Bernie LaPlante (Dustin Hoffman) est un minable escroc, pickpocket occasionnel et surtout receleur. Il a un fils – Joey (James Madio) – dont il n’est pas sûr de l’âge et une ex-femme (Joan Cusack) que son baratin exaspère.

Un raté, quoi.

Et puis un soir, un avion s’écrase juste devant lui. Un peu forcé par l’événement, il va aider tous les passagers à sortir avant l’explosion de l’appareil. Parmi eux se trouve Gale Galey (Geena Davis), qui va rechercher ce bienfaiteur anonyme dont on a retrouvé une chaussure.

John Babber (Andy Garcia), à qui LaPlante avait donné la chaussure restante, répond à l’appel de la journaliste : il va alors prendre la place de Bernie mais aussi le million de dollars qui va avec, pendant que ce dernier purge une peine de prison…

 

Il y a une constante chez Stephen Frears, c’est de traiter de sujet de société d’une façon plutôt grave.
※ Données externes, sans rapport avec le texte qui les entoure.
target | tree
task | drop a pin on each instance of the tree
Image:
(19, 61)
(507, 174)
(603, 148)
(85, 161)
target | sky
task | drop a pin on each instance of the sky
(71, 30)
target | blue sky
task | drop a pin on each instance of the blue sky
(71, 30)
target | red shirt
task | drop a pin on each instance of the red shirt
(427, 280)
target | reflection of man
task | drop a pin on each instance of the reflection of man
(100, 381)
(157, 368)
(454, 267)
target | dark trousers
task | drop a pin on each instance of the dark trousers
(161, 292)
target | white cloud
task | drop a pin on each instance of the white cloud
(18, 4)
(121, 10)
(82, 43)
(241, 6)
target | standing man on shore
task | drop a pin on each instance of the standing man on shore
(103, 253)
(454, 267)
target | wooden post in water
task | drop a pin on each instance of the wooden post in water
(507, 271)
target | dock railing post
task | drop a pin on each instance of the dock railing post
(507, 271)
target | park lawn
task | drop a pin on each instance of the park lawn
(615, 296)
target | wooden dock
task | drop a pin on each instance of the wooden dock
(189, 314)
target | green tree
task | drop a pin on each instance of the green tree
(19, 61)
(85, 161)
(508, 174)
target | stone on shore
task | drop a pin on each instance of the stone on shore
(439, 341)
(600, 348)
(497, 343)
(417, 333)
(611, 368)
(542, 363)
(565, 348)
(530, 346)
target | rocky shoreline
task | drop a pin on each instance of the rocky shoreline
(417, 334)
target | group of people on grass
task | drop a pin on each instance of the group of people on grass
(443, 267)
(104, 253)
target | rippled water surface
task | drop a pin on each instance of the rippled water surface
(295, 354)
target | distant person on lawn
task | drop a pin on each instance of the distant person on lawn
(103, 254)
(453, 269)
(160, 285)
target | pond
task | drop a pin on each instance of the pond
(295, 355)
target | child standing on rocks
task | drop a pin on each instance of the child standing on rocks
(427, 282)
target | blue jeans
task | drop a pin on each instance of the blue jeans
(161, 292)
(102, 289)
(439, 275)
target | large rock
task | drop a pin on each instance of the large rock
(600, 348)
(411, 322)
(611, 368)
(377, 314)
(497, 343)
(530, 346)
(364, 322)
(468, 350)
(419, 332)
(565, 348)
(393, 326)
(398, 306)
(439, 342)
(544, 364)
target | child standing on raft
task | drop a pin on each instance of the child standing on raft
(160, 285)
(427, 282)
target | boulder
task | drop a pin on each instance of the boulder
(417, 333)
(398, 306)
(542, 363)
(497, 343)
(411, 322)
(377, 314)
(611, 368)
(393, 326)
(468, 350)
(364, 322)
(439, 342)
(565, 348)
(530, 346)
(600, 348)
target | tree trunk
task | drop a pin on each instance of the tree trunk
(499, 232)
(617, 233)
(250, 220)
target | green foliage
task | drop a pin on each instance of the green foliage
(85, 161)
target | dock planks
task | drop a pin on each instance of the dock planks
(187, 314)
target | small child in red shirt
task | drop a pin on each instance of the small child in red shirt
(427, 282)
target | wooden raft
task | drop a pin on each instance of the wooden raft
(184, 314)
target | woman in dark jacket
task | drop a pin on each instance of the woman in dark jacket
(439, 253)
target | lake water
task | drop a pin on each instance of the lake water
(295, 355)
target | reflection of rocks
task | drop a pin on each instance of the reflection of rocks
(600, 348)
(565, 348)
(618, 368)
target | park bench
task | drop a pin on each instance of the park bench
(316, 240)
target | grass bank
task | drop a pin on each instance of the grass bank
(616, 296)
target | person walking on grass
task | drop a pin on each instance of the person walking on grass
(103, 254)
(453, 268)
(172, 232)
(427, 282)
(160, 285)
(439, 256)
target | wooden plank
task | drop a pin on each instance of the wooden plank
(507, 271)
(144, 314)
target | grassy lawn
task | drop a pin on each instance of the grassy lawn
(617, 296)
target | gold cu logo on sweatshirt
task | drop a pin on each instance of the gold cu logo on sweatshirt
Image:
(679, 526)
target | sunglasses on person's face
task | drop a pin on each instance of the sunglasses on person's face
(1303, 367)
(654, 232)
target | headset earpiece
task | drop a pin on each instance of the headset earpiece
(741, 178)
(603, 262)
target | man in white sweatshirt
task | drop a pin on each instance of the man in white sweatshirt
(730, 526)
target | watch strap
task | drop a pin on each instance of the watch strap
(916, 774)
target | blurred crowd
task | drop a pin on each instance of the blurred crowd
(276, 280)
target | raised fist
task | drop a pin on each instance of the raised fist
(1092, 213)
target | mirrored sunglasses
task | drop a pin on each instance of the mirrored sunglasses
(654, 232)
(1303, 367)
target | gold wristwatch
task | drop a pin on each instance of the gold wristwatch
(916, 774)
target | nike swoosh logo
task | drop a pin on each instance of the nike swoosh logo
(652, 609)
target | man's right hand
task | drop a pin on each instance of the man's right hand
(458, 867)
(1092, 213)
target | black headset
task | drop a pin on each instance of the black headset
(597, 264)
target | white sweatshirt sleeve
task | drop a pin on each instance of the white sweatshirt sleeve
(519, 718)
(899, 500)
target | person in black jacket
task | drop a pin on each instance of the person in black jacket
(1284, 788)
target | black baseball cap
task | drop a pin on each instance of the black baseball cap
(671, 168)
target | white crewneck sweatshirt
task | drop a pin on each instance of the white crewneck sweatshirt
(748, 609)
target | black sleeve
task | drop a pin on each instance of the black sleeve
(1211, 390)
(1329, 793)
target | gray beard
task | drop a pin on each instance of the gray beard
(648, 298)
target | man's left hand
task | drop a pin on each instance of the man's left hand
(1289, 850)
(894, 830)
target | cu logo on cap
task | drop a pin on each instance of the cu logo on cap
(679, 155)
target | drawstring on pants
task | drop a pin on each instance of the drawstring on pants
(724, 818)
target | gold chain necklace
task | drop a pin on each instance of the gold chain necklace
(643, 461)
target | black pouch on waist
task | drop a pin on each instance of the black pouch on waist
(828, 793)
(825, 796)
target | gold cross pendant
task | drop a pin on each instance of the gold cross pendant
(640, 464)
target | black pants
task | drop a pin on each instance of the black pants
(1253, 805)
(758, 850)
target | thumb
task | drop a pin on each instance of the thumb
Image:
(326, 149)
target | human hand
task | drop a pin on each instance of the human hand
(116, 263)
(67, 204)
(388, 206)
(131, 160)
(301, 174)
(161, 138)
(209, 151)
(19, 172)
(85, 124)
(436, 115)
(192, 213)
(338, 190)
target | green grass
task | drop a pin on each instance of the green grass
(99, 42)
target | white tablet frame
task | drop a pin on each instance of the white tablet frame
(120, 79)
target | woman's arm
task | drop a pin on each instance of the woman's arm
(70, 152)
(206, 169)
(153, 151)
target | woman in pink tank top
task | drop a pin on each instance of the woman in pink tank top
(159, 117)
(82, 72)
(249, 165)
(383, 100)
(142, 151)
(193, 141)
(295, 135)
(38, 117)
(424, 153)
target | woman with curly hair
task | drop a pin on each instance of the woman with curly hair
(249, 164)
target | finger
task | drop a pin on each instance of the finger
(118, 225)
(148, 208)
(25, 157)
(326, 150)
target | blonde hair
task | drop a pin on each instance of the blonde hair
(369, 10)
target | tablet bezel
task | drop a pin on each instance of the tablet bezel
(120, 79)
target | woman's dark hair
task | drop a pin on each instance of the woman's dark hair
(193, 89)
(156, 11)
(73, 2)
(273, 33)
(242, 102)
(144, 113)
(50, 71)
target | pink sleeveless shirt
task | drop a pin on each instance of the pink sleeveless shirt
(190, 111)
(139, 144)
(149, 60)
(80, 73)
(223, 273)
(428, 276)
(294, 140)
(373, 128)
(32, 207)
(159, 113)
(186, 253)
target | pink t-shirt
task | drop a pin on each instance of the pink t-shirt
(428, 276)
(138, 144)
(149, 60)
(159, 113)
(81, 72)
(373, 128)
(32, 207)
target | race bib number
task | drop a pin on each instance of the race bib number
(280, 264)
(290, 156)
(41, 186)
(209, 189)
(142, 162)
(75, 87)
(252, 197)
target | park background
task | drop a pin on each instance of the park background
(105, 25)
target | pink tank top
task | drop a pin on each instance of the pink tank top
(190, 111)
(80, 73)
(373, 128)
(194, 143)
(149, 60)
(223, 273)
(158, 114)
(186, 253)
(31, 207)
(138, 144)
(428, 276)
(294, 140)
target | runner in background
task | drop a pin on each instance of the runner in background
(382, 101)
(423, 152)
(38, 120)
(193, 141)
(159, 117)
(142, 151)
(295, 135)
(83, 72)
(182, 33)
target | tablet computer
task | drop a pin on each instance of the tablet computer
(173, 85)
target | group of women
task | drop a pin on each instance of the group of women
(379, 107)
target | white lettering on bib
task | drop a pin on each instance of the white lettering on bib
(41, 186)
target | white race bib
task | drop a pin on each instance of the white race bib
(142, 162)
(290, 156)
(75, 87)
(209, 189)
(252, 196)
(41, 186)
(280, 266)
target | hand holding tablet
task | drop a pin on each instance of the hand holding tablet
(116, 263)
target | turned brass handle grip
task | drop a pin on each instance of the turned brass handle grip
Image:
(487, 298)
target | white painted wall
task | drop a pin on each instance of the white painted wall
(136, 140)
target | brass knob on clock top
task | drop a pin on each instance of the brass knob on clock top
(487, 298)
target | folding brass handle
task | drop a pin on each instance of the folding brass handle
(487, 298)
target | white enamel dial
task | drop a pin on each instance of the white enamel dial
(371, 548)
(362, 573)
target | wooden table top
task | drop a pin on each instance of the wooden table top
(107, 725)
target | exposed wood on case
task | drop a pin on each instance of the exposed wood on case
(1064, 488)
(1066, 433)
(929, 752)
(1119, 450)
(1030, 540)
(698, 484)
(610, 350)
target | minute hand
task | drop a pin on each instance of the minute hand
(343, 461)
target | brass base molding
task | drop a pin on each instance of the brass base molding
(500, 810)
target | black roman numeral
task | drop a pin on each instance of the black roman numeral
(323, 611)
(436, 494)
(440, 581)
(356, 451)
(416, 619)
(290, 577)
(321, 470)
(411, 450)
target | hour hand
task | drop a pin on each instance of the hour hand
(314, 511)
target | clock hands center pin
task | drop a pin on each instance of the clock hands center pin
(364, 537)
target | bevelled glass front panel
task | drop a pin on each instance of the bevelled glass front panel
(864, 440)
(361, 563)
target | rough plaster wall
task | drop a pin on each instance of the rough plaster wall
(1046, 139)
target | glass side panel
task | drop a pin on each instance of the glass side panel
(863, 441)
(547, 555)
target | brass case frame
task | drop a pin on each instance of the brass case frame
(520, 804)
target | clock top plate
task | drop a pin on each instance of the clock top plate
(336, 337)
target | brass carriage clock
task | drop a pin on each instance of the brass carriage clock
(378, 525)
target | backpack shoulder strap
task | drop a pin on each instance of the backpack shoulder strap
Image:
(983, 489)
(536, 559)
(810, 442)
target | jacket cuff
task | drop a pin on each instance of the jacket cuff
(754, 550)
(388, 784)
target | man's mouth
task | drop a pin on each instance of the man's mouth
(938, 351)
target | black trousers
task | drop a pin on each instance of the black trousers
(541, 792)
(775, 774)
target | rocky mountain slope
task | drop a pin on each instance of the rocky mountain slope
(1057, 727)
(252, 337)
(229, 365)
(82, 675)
Mais ici, sans pour autant abandonner ce genre, il en fait une comédie grinçante, soutenu par Dustin Hoffman toujours aussi formidable, avec aussi Davis et Garcia, jouets d’un destin bien sûr capricieux, mais surtout embarqués dans une aventure qu’ils ne maîtrisent pas, depuis que Bernie, pour une fois, s’est porté au secours de gens qu’il ne connaissait pas.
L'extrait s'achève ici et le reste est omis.